Au printemps dernier, Philippe Sollers a occupé le devant de la scène éditoriale française. Pas moins d’une demi-douzaine de ses anciens ouvrages, dont Paradis, Le parc, et Lois, ont été réédités en format poche.
Dans le même temps, Gallimard a fait paraître le volumineux Éloge de l’infini, présenté par Sollers comme la suite de La guerre du goût. Bien que Philippe Sollers insiste sur le caractère inédit d’Éloge de l’infini, il convient de préciser qu’il s’agit d’un recueil d’essais et d’articles publiés, pour la plupart, depuis 1994.
En contrepoint, Gérard de Cortanze a publié un portrait inédit de l’écrivain français : Philippe Sollers ou la volonté de bonheur1. Cet ouvrage présente la particularité de se consacrer exclusivement à l’enfance et à l’adolescence de Philippe Sollers, c’est-à-dire à la genèse de l’écrivain. Agrémentée de documents iconographiques, de témoignages et d’extraits de textes, cette biographie jette un éclairage utile sur l’œuvre d’une figure importante de la littérature française contemporaine.
L’enfance de l’art
Gérard de Cortanze nous avertit d’emblée : « On ne sait rien de Philippe Sollers sauf si l’on se décide à le lire vraiment. Les documents ne sont pas rares, ils existent. C’est beaucoup. Il faut se débrouiller avec eux ». Collaborateur régulier ou occasionnel de nombreux journaux français, l’écrivain est aussi fréquemment invité à participer à des émissions télévisées (dont le défunt Bouillon de culture). Rien d’étonnant, donc, à ce que ce personnage médiatique séduise, fascine ou exaspère. Gérard de Cortanze choisit d’aller au delà des évidences et de ne pas écouter la rumeur. Son objectif : « parler d’un Philippe Sollers antérieur à l’écrivain Philippe Sollers ». Le pari est simple, il consiste à montrer que l’écriture est liée à l’enfance et au corps, ce que Sollers lui-même confirme: « L’œil, l’oreille, la respiration, les réflexes, le sens de la cible, ça s’éduque […]. Un enfant imprime en soi cette réalité brute.
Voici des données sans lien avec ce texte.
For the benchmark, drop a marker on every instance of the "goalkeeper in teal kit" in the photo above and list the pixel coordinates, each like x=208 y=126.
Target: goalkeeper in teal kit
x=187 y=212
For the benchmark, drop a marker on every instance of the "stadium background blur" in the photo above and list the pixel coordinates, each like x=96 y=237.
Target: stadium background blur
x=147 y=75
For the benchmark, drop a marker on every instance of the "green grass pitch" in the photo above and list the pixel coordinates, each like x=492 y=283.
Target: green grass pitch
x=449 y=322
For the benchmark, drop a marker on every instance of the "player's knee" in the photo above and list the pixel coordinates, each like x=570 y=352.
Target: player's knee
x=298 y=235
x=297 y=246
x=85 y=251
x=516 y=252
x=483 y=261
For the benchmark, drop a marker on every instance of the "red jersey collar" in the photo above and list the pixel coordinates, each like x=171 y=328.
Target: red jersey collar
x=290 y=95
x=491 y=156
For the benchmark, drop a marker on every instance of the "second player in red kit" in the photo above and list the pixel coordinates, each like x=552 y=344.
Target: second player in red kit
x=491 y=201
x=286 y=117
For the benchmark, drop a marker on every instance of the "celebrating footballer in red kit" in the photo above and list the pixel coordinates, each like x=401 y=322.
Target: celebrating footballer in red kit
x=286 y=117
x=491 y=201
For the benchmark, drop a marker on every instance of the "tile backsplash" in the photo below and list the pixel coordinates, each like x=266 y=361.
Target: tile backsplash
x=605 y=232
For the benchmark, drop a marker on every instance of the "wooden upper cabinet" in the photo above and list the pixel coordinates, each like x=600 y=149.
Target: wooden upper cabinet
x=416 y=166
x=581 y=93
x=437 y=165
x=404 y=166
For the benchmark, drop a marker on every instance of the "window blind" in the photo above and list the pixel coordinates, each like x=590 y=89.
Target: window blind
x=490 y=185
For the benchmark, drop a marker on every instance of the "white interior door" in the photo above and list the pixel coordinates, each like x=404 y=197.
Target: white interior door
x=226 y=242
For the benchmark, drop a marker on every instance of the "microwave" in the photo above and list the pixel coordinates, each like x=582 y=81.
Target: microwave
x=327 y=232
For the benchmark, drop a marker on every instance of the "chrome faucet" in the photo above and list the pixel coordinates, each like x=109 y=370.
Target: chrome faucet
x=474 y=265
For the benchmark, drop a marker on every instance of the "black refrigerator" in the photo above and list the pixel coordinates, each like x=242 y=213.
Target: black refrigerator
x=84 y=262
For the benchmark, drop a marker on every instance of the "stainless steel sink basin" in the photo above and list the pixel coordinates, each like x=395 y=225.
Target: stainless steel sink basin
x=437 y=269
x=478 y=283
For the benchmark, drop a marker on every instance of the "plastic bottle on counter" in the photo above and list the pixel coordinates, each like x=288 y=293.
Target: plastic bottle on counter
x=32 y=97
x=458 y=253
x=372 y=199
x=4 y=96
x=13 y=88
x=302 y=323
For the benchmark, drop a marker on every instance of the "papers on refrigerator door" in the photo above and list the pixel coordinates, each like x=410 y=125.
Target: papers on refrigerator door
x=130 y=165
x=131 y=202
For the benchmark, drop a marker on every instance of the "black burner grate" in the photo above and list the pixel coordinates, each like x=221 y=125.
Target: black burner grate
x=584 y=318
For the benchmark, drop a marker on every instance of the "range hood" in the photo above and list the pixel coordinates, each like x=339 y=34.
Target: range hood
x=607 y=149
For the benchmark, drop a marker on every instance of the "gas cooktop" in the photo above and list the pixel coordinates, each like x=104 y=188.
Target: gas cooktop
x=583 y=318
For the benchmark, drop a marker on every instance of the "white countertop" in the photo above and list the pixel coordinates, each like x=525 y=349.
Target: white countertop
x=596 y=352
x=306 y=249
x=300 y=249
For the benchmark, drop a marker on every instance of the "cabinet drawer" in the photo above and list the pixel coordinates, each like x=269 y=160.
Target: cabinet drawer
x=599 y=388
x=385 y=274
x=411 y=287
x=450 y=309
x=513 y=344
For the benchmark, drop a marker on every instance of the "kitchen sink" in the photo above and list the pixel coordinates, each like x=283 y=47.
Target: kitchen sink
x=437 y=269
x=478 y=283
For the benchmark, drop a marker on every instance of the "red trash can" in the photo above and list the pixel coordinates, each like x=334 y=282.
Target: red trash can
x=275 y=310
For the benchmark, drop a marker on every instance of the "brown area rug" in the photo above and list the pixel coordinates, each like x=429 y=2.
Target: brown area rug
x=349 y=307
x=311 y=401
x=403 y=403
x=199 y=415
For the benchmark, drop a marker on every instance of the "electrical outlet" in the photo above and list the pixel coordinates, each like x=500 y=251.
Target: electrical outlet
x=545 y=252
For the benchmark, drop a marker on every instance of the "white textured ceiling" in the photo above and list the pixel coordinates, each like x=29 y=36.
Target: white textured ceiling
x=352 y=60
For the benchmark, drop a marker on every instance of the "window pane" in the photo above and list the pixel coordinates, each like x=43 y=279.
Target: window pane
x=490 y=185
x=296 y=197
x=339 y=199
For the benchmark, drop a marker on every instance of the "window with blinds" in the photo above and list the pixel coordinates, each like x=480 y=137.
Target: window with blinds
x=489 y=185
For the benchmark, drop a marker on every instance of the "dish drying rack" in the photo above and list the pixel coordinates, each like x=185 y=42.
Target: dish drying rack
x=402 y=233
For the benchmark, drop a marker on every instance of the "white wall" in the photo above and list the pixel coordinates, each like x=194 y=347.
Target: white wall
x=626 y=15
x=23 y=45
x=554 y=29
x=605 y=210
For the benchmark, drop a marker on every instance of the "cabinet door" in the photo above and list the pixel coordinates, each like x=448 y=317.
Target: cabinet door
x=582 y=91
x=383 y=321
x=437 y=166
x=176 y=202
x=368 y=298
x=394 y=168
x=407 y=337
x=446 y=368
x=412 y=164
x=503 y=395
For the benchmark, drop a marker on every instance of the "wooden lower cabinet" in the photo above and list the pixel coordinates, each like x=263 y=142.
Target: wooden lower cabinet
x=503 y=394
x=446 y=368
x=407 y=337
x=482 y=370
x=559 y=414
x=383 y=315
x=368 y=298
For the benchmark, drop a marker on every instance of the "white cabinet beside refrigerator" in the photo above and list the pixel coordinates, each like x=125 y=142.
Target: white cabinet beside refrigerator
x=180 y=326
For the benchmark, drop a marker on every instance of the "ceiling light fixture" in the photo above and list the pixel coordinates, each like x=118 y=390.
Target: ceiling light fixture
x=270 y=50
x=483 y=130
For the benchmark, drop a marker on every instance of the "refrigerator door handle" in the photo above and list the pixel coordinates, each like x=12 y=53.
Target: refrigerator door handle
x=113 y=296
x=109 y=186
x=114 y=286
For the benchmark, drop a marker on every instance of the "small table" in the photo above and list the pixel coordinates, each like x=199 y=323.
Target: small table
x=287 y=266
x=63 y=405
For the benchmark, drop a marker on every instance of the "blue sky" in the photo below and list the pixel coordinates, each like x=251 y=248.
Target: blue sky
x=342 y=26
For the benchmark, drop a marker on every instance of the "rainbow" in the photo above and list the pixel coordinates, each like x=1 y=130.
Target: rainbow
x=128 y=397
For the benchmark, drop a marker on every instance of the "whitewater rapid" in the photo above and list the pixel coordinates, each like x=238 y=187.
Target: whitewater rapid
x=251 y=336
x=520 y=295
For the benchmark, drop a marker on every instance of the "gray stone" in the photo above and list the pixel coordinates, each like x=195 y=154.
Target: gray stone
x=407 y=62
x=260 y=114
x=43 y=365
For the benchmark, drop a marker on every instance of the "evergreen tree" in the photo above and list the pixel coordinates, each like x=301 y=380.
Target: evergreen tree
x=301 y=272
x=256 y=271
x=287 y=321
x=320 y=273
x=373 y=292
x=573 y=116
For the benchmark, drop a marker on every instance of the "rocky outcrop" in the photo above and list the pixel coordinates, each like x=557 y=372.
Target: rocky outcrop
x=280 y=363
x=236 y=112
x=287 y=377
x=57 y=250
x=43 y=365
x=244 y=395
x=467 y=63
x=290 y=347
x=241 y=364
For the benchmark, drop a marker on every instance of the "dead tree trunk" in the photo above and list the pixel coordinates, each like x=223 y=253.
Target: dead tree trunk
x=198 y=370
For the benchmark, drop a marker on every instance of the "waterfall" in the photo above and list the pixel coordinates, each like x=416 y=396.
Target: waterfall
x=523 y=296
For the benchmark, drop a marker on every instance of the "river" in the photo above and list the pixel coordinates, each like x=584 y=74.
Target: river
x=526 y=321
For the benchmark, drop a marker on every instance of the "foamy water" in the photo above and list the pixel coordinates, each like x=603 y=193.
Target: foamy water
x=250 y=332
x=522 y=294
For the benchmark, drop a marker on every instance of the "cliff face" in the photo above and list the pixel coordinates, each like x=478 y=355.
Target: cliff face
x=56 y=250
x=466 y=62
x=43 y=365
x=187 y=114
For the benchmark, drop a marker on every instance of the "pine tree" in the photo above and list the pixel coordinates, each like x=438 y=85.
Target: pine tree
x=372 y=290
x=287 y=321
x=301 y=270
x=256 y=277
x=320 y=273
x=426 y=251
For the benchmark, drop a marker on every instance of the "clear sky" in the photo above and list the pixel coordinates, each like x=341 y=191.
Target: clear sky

Un adulte est écrivain s’il sait retrouver cette inscription ».
C’est sous le nom de Philippe Joyaux que le futur Sollers naît, en 1936, à Talence (en banlieue de Bordeaux). La même année, le Front Populaire accède au pouvoir et la guerre d’Espagne éclate, jetant sur les routes des centaines d’exilés qui remontent jusqu’à Bordeaux. Le jeune Joyaux est un enfant de la petite bourgeoisie de province. Son père et son oncle sont propriétaires d’une usine de métallurgie et jouissent d’un statut de notable. Trois ans plus tard, la France est occupée par les Allemands. Malgré la réquisition d’une partie du domaine familial, la famille Joyaux choisit de cacher des aviateurs anglais dans la cave à vins. Pour le jeune Philippe, le drame de la guerre se résume à d’étranges mots : « Ici, Londres », « spitfires », « Royal Air Force », « Luftwaffe ». Il y a aussi ces étranges étoiles jaunes que certains habitants de la ville sont désormais contraints de porter sur leurs vêtements. Sollers se souviendra de tout cela : « Très jeune, on vit à fond des sensations qu’on n’oubliera pas, nettes, cachées, débordantes ».
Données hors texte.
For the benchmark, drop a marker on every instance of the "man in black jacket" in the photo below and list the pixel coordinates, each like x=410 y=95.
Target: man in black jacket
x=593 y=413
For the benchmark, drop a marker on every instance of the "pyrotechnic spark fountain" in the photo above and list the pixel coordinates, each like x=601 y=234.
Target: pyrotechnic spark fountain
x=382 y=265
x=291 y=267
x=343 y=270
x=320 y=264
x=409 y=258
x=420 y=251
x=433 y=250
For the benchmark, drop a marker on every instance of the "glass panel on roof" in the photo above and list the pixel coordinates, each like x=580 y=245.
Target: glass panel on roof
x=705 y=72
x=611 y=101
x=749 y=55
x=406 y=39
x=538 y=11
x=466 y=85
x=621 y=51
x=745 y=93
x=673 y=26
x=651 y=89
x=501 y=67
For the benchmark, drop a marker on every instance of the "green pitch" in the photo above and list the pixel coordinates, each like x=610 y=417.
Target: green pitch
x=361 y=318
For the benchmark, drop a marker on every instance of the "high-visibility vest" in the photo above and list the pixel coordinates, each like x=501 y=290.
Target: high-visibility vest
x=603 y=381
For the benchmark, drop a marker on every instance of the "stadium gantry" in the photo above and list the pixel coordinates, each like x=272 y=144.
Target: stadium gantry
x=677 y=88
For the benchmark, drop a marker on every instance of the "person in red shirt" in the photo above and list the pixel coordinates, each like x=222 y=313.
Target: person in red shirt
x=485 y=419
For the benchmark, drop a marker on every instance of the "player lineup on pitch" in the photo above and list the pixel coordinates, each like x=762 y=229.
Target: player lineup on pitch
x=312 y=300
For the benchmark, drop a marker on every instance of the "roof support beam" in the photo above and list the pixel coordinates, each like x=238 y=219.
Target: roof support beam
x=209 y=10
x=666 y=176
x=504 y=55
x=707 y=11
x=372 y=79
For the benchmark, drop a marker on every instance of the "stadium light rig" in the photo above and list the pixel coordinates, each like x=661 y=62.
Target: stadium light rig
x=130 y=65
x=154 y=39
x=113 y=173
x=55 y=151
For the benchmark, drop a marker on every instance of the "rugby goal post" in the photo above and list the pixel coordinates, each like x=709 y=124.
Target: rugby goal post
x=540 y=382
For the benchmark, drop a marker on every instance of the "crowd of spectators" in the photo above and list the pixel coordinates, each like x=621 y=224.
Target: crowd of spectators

Après la guerre, le jeune Joyaux est victime de violentes crises d’asthme et de très fréquentes otites. Tenu à l’écart et choyé, il s’adonne au plaisir de la lecture et découvre la poésie au contact de Baudelaire, Rimbaud et Lautréamont. Ces premières émotions sont empreintes d’une sensualité particulière car l’enfant commence à lire dans le parc de la propriété familiale. Il parcourt les livres à la recherche des textes mais aussi des images : Jean-Auguste-Dominique Ingres, Jean-Honoré Fragonard, Jean-Antoine Watteau, dont le tableau Assemblée dans le parc est accroché dans sa chambre, en face de son lit. Comment, alors, ne pas entendre dans la conclusion de « Paradis de Cézanne » une évocation indirecte aux jardins de l’enfance : « Cézanne ? Il est où Cézanne ? Partout, nulle part. Dans le fond du jardin du Temps, sous le tilleul » ? Être artiste, c’est habiter pleinement son corps et apprendre à faire de celui-ci une formidable machine à percevoir, sentir et enregistrer des sensations. Irrémédiablement marqué par le souvenir de ces maladies enfantines, Philippe Sollers a très tôt réalisé que chez tous les grands écrivains « c’est le corps qui donne à la respiration rythmique sa fluidité, sa puissance ». Paraissent d’abord H, Paradis, Paradis 2 : trois romans, sans ponctuation, qui consacrent la voix et le souffle comme instrument privilégié de la lecture.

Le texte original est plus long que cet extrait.